Mapping neuronal networks is a central focus in neuroscience. While volume electron microscopy (vEM) can reveal the fine structure of neuronal networks (connectomics), it does not provide molecular information to identify cell types or functions. We developed an approach that uses fluorescent single-chain variable fragments (scFvs) to perform multiplexed detergent-free immunolabeling and volumetric-correlated-light-and-electron-microscopy on the same sample. We generated eight fluorescent scFvs targeting brain markers. Six fluorescent probes were imaged in the cerebellum of a female mouse, using confocal microscopy with spectral unmixing, followed by vEM of the same sample. The results provide excellent ultrastructure superimposed with multiple fluorescence channels. Using this approach, we documented a poorly described cell type, two types of mossy fiber terminals, and the subcellular localization of one type of ion channel.
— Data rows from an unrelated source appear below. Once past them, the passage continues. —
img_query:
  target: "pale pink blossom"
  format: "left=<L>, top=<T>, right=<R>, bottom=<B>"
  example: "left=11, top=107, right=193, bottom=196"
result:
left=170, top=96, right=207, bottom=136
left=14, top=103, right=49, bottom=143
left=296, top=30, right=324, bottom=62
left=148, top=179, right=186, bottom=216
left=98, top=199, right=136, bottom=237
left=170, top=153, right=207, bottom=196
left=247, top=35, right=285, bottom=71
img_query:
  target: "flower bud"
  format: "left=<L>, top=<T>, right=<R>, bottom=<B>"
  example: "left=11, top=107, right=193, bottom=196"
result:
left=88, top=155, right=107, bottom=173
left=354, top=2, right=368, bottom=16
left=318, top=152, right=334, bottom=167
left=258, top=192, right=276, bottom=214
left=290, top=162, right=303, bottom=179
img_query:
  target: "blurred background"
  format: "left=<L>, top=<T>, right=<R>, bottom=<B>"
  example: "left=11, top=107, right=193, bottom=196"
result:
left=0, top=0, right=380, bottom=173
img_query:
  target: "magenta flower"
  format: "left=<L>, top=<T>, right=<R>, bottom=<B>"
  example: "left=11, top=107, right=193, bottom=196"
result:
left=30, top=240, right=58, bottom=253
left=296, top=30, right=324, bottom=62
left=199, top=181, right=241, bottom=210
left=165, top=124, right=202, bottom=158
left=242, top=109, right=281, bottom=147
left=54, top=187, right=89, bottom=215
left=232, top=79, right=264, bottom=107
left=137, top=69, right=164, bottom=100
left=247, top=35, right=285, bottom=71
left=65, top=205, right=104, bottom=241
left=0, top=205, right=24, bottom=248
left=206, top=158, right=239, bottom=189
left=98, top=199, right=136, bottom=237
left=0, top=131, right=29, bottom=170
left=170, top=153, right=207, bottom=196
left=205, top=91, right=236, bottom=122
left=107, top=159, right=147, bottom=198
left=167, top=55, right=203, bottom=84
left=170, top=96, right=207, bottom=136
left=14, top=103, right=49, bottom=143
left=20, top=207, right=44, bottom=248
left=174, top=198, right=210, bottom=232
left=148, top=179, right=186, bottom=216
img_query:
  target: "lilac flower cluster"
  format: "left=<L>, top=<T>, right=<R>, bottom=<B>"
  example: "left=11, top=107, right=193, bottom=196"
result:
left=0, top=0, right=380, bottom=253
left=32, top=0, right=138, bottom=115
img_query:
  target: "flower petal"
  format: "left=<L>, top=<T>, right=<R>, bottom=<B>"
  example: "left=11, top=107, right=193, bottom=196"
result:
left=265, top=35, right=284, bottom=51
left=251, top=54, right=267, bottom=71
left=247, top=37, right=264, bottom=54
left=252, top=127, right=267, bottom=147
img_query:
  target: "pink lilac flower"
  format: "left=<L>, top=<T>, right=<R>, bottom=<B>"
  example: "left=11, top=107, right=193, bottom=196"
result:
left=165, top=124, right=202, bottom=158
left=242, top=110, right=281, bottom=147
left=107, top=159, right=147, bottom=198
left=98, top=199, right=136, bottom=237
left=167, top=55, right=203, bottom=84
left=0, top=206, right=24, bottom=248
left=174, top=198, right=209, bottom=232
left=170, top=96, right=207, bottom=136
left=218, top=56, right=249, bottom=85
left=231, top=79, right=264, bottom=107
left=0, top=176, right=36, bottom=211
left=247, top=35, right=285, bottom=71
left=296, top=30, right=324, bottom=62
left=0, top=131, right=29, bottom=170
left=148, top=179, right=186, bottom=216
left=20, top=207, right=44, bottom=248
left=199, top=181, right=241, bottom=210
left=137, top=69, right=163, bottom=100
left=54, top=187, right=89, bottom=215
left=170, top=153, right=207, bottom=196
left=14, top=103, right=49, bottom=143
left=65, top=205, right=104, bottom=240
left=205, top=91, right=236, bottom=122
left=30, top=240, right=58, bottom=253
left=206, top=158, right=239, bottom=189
Because scFvs can be derived from existing monoclonal antibodies, hundreds of such probes can be generated to enable molecular overlays for connectomic studies.

Suggested Citation

  • Xiaomeng Han & Xiaotang Lu & Peter H. Li & Shuohong Wang & Richard Schalek & Yaron Meirovitch & Zudi Lin & Jason Adhinarta & Karl D. Murray & Leah M. MacNiven & Daniel R. Berger & Yuelong Wu & Tao Fan, 2024. "Multiplexed volumetric CLEM enabled by scFvs provides insights into the cytology of cerebellar cortex," Nature Communications, Nature, vol. 15(1), pages 1-18, December.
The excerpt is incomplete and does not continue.